Ignition Source
Friction From the High-Velocity Gas Flow

A solution of potassium carbonate was being drawn off to an inventory tank for a turnaround/shutdown maintenance activity at a refinery's hydrogen production unit. On the day of the incident, the solution level in the tower wasn't checked as it should have been, which resulted in hydrogen gas flowing back into the tank until the increased pressure caused the tank to explode. The direct cause of the incident was the workers neglecting to check the solution level in the tower. It is not known whether the potential for backflow of hydrogen gas into the inventory tank was understood beforehand or not.

Incident Synopsis
An explosion occurred due to unexpected backflow of hydrogen gas while a solution of potassium carbonate was being drawn off to an inventory tank for a turnaround/shutdown maintenance activity at a refinery hydrogen production unit.

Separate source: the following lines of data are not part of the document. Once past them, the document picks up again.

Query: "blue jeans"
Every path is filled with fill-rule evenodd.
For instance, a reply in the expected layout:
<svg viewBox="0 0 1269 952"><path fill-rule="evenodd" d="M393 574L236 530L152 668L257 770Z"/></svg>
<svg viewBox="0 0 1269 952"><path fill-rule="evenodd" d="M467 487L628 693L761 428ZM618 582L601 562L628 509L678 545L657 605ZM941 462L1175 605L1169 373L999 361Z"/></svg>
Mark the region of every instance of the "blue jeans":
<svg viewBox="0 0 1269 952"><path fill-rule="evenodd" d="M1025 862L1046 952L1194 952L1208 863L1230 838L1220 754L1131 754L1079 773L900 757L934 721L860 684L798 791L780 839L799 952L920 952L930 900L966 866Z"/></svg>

When the water solution in an absorption tower has carbonic acid gas drawn off, the water level of the solution drops. On the day of this incident, the level drop of the water solution was ignored, causing the pump to cavitate. Since the pump and a transfer valve were not immediately shut down, hydrogen in the absorption tower flowed back into the tank. The force of the flow blew scales and coarse particulates off the tank walls, which caused sparking and ignition of the hydrogen gas

The absorption tower for carbonic acid gas, where residual hydrogen gas remains, was not purged with nitrogen gas before turnaround/shutdown maintenance was initialized due to a mistake in the standard operating procedure. Another problem was the mishandling of pump cavitation by the workers. When the pump started to cavitate, it should have been stopped immediately. It is not known why workers did not pay attention to this procedure.

On reading the operations manual, workers reconfirmed that the tower level should be checked, the draw-off adjusting valve should be slightly opened, and the block valve should be throttled beforehand.

The physical damage to the facility consisted of a deformed tank roof and upper side wall, as well as damage to the windows of nine nearby buildings, their contents, and 15 vehicles.

Incident Date
May 24, 1996
  • Motive Power Systems
  • Electric Pump
  • Process Equipment
  • Chemical Separations Unit
Damage and Injuries
Probable Cause
When Incident Discovered
Lessons Learned

Hazards should be eliminated to the extent possible rather than depending on workers to follow an operations manual.

Potassium carbonate draw-off operations should be improved, and the operations manual should be revised. The manual should be reviewed by workers before maintenance activities are started. Training on mandatory compliance with the operations manual should be carried out for all staff involved in hydrogen plant operations and maintenance.